Depuis quelques années, les spécialistes se penchent sur le sujet très sérieux de la consommation d’insectes et de ses bénéfices. Si, aujourd’hui, le secteur n’en est qu’à ses balbutiements, beaucoup d’entreprises se sont lancées dans l’aventure. Et il faut dire que les petites bêtes présentent à la fois des avantages sociaux, économiques, sanitaires, environnementaux et, croyez-le ou non, gustatifs.

C’est un fait déjà avéré, et qui va se confirmer dans les années à venir : la viande animale est coûteuse à produire, peu écologique et trop chère pour être accessible à tous les foyers. À cela s’ajoute la population mondiale toujours croissante, que l’ONU estime à environ 10 milliards d’habitants en 2050. Seulement, les surfaces agricoles sont surexploitées par l’élevage et la culture destinée en partie à le nourrir. Aujourd’hui, les insectes sont la seule solution viable et 100% naturelle pour nourrir la planète à bas coût tout en évitant les gaz à effet de serre et l’appauvrissement des sols.

« Sous forme séchée, les insectes sont constitués d’environ 60% de protéines », explique Magali STEFANI, nutritionniste en région toulousaine. Cet apport énergétique est trois fois moins élevé chez le boeuf ou le porc, qui vont en plus consommer davantage d’eau et de nourriture pour arriver à maturité. D’autres études très sérieuses montrent même que les animaux auraient une propension plus forte à véhiculer des maladies à l’homme, comme la vache folle ou la grippe aviaire. Cela s’explique par le fait qu’ils sont plus proches de nous dans l’arbre de l’évolution.

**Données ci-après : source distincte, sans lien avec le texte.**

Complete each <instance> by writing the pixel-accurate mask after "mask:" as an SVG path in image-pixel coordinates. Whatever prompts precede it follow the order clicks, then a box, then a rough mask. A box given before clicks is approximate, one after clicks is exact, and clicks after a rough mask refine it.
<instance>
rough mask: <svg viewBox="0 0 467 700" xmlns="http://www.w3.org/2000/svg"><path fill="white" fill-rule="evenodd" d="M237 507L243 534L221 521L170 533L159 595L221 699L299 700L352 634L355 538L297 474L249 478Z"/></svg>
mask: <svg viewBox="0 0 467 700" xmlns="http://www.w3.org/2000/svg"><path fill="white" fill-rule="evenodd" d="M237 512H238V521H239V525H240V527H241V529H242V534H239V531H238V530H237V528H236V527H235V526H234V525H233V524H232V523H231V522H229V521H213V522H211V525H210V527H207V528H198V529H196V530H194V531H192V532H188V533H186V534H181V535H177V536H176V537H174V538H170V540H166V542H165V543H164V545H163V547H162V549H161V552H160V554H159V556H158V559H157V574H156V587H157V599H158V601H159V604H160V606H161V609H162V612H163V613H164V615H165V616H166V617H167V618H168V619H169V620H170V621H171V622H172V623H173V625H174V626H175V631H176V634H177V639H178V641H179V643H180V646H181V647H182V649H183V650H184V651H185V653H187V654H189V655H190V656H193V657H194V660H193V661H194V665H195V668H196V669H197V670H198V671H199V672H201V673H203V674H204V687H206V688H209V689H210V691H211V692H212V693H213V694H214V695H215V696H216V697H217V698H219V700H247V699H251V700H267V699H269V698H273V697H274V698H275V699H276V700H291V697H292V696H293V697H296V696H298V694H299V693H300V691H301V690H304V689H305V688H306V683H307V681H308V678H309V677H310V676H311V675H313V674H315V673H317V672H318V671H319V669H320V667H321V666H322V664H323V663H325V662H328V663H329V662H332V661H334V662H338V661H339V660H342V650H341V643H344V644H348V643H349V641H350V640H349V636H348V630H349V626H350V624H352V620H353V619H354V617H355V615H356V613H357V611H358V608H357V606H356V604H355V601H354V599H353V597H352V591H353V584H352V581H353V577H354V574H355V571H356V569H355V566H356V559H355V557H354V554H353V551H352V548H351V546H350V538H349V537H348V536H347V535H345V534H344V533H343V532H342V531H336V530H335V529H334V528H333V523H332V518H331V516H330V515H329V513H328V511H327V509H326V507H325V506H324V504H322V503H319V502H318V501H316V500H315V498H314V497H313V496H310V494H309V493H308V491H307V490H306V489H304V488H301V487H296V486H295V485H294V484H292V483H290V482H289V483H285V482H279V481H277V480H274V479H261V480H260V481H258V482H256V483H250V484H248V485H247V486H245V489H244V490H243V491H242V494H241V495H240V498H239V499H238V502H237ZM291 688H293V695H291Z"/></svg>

Encore faut-il changer les mentalités

Magali STEFANI est formelle : les insectes seront la nourriture de demain. « On va dans un monde de plus en plus végétarien, qui se tourne davantage vers tout ce qui est naturel. Alors pourquoi pas les insectes ? » Néanmoins, la nutritionniste relativise. Pour elle, la société n’est pas encore prête à passer le cap, du fait des nombreux moeurs ou coutumes qui ont alimenté la défiance des humains pour ces petites bêtes. Selon une étude du British Food Journal, seulement 26% des personnes interrogées sont prêtes à changer leurs habitudes alimentaires pour les insectes. « Il y a encore beaucoup de controverses sur les questions de consommation de viande. Passer aux insectes est encore un autre stade. »

Alors, pour justement passer ce stade, beaucoup de start-up françaises rivalisent d’inventivité. L’entreprise Micronutris, implantée en région toulousaine, joue sur cet aspect gourmand que peut avoir l’insecte. Elle décline le produit en apéritifs, en salades, en soupes, en biscuits, ou même en barres énergétiques. Pour garantir de sa qualité, l’insecte est élevé, transformé et développé au sein des locaux toulousains, qui utilisent dans leur production uniquement des aliments sains et des boîtes d’élevage biodégradables. Dans les prochaines années, Micronutris espère pouvoir changer les mentalités, et développer ce marché de l’insecte encore trop méconnu en France.